Three new risk categories: Folic acid for pregnant patients


One of the great things about teaching at The Review Course is having sharp residents and practice-eligible physicians who are up to date and ask us several questions about the latest guidelines - thank you!

Case in point: did you know that within the last year, the SOGC released a new guideline on pre-conception folic acid supplementation?

Until recently, I, like the rest of my practice group, had still been recommending 5mg of folic acid to people I considered to be in high risk groups: patients with diabetes or obesity, patients on anti-folate medications, and those with a family history of neural tube defects.

There is now new official guidance on this and I have changed the way I manage my pre-conception patients.

So what has changed? There is actually now a MODERATE RISK stratification; it’s not quite as simple as high versus low risk.

HIGH RISK patients need 4.0 mg of folic acid from 12 weeks preconception up to 12 weeks of pregnancy. This group includes women or male partners with a personal history of neural tube defect, or a previously affected pregnancy.

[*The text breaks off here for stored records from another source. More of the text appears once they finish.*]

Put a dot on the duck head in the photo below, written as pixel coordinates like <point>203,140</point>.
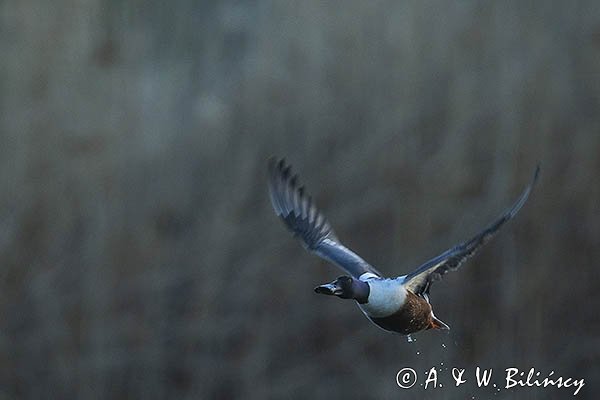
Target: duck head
<point>346,287</point>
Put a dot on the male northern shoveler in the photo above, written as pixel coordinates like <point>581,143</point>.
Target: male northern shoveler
<point>395,304</point>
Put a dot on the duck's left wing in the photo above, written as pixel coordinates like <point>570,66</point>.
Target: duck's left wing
<point>302,217</point>
<point>420,280</point>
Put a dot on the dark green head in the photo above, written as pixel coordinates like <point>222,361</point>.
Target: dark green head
<point>346,287</point>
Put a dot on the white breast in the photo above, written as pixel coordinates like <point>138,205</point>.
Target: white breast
<point>386,296</point>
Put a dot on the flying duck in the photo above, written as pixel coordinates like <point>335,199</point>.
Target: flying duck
<point>400,304</point>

MODERATE RISK patients need 1.0 mg of folic acid from 12 weeks preconception up to 12 weeks of pregnancy. This group includes most women I used to traditionally treat as high risk: women with a personal or family history of NTD or folate-sensitive congenital anomalies, women on anti-folate medications, women with pre-existing diabetes, and women with GI malabsorptive conditions.

LOW RISK patients need 0.4 mg of folic acid 8-12 weeks preconception through to 4-6 weeks postpartum.

Once 12 weeks of pregnancy is achieved, all high and moderate risk women should step down to 0.4 to 1.0mg of folic acid up until 4-6 weeks postpartum.

This is a great counselling point to consider in any SAMP or SOO dealing with pre-conception counselling: would you be able to answer, “how much folic acid should I be recommending to this patient?”

New guidelines are released all the time, and you're expected to stay up to date when preparing for the exam. This is why this year at The Review Course we covered several important brand-new guideline updates in the areas of asthma, hypertension, lipids, COPD, and cancer screening, to name a few - all important to know for the exam.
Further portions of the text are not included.